If you look at the connector on the end of an Ethernet cable, called an RJ45 or an 8P8C modular connector, you'll notice that the RJ45 looks a lot like a telephone line connector, but the Ethernet connector is larger and wider. An Ethernet cable has male RJ45 connectors on both ends, and the cables can be anywhere from a few feet to hundreds of feet long (or one to 70 meters).
Ethernet cabling uses a twisted-pair wiring configuration in which the manufacturer twists pairs of wires together. This twisting helps reduce electromagnetic interference (EMI) bleeding into individual wires. Most of the time, the twisted pairs involve wires from the same pins — pins 1 and 2, 3 and 6, 4 and 5, and 7 and 8 — although a few other pairings are possible, depending on the manufacturer. If you look inside an Ethernet cable, you might see that the sheaths covering the wires for these matching pairs are color-coded.
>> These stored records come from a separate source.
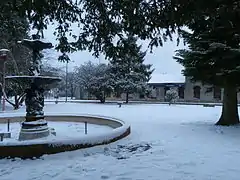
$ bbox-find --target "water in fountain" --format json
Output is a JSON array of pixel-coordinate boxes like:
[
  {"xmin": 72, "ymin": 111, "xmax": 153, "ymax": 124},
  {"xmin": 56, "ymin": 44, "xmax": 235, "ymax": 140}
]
[{"xmin": 5, "ymin": 35, "xmax": 61, "ymax": 140}]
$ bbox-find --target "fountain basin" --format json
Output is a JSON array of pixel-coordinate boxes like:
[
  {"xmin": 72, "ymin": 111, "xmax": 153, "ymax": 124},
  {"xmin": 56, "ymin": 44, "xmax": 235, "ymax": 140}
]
[{"xmin": 0, "ymin": 115, "xmax": 130, "ymax": 159}]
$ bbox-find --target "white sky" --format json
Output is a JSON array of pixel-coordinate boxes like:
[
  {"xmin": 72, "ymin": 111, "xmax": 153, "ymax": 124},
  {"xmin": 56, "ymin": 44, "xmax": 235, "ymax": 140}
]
[{"xmin": 39, "ymin": 26, "xmax": 184, "ymax": 82}]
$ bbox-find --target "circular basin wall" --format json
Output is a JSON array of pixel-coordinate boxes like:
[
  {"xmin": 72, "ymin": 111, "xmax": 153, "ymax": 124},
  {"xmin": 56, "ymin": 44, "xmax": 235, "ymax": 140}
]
[{"xmin": 0, "ymin": 115, "xmax": 130, "ymax": 158}]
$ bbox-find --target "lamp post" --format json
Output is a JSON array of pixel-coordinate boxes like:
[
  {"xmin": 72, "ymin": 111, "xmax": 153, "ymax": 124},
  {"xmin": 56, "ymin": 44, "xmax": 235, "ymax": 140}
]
[
  {"xmin": 65, "ymin": 61, "xmax": 68, "ymax": 102},
  {"xmin": 0, "ymin": 49, "xmax": 9, "ymax": 111}
]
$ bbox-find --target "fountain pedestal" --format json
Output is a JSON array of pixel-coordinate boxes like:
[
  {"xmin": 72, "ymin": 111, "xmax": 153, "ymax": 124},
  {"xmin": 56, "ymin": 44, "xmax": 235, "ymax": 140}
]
[
  {"xmin": 19, "ymin": 82, "xmax": 50, "ymax": 141},
  {"xmin": 6, "ymin": 35, "xmax": 61, "ymax": 141}
]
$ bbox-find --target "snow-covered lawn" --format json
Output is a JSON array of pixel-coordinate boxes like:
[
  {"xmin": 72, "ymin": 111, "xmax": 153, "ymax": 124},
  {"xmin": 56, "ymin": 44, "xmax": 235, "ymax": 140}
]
[{"xmin": 0, "ymin": 103, "xmax": 240, "ymax": 180}]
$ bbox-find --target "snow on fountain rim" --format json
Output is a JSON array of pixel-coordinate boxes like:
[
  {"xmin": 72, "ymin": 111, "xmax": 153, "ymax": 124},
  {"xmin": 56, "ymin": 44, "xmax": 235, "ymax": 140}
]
[
  {"xmin": 5, "ymin": 75, "xmax": 61, "ymax": 80},
  {"xmin": 0, "ymin": 113, "xmax": 130, "ymax": 147}
]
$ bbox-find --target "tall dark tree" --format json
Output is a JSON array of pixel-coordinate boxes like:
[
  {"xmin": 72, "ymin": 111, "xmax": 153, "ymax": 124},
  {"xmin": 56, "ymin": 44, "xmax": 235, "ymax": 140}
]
[
  {"xmin": 173, "ymin": 4, "xmax": 240, "ymax": 125},
  {"xmin": 110, "ymin": 36, "xmax": 153, "ymax": 103}
]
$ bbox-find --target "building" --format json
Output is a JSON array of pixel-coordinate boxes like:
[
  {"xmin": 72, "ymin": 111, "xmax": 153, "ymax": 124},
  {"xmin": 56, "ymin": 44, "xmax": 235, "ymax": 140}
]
[{"xmin": 76, "ymin": 74, "xmax": 240, "ymax": 102}]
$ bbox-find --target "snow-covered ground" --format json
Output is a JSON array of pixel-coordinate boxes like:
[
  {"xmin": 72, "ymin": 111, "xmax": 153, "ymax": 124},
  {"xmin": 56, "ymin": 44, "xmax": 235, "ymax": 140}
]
[{"xmin": 0, "ymin": 103, "xmax": 240, "ymax": 180}]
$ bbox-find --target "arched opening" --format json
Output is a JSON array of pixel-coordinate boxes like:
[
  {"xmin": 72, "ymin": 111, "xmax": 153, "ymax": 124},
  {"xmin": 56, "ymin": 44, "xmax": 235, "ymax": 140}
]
[
  {"xmin": 213, "ymin": 86, "xmax": 222, "ymax": 100},
  {"xmin": 164, "ymin": 87, "xmax": 170, "ymax": 97},
  {"xmin": 178, "ymin": 87, "xmax": 184, "ymax": 99},
  {"xmin": 193, "ymin": 86, "xmax": 201, "ymax": 99}
]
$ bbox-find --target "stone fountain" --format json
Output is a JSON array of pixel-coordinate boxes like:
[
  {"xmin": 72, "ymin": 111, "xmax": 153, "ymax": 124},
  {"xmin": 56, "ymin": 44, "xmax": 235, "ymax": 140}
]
[{"xmin": 5, "ymin": 35, "xmax": 61, "ymax": 141}]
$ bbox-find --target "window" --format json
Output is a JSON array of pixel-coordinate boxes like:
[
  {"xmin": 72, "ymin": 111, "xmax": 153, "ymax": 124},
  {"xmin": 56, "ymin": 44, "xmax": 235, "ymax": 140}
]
[
  {"xmin": 178, "ymin": 87, "xmax": 184, "ymax": 99},
  {"xmin": 139, "ymin": 94, "xmax": 145, "ymax": 99},
  {"xmin": 193, "ymin": 86, "xmax": 201, "ymax": 99},
  {"xmin": 164, "ymin": 87, "xmax": 170, "ymax": 97},
  {"xmin": 213, "ymin": 86, "xmax": 221, "ymax": 100}
]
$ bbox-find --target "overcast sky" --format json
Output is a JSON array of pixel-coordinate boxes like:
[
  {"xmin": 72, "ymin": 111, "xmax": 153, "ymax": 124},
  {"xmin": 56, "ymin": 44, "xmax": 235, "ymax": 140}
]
[{"xmin": 40, "ymin": 27, "xmax": 184, "ymax": 82}]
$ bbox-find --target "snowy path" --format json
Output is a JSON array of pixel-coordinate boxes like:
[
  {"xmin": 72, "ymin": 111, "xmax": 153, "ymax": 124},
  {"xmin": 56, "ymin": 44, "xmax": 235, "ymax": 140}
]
[{"xmin": 0, "ymin": 103, "xmax": 240, "ymax": 180}]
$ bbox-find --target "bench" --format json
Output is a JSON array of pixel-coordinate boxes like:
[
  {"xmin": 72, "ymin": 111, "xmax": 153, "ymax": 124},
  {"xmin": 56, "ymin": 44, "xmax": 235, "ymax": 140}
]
[
  {"xmin": 203, "ymin": 104, "xmax": 215, "ymax": 107},
  {"xmin": 117, "ymin": 102, "xmax": 123, "ymax": 107},
  {"xmin": 0, "ymin": 132, "xmax": 11, "ymax": 141}
]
With the Ethernet cabling standard, you can have two wiring configurations. First, the cable can be wired straight across, with pin 1 at one connector directly wired to pin 1 at the other connector. In this configuration, each of the eight pins is wired directly to each other. Second, the cable can be wired so that some pins are receivers on one end and transmitters on the other end of the Ethernet cable.
You'll sometimes see Ethernet referred to as IEEE 802.3, but that designation refers to the standard by which Ethernet works. Sometimes, Ethernet is called 10BASE-T, 100BASE-TX, or 1000BASE-T, depending on the maximum speed of a particular cable.
Xerox developed Ethernet in the early 1970s, achieving a patent in 1975, and initially appearing as a standard in use in 1980. The earliest Ethernet ran at speeds of 3 megabits per second (Mbps), but upon release of the standard, it ran at 10 Mbps. Later, high-speed Ethernet operated at 100 Mbps. Within recent years, Ethernet cabling began operating at 1000 Mbps, equal to 1 Gbps. If an Ethernet cable can support a high-speed transmission, it also can work backward to support slower speeds, which allows users to mix Ethernet cards, routers, and modems that only support slower speeds.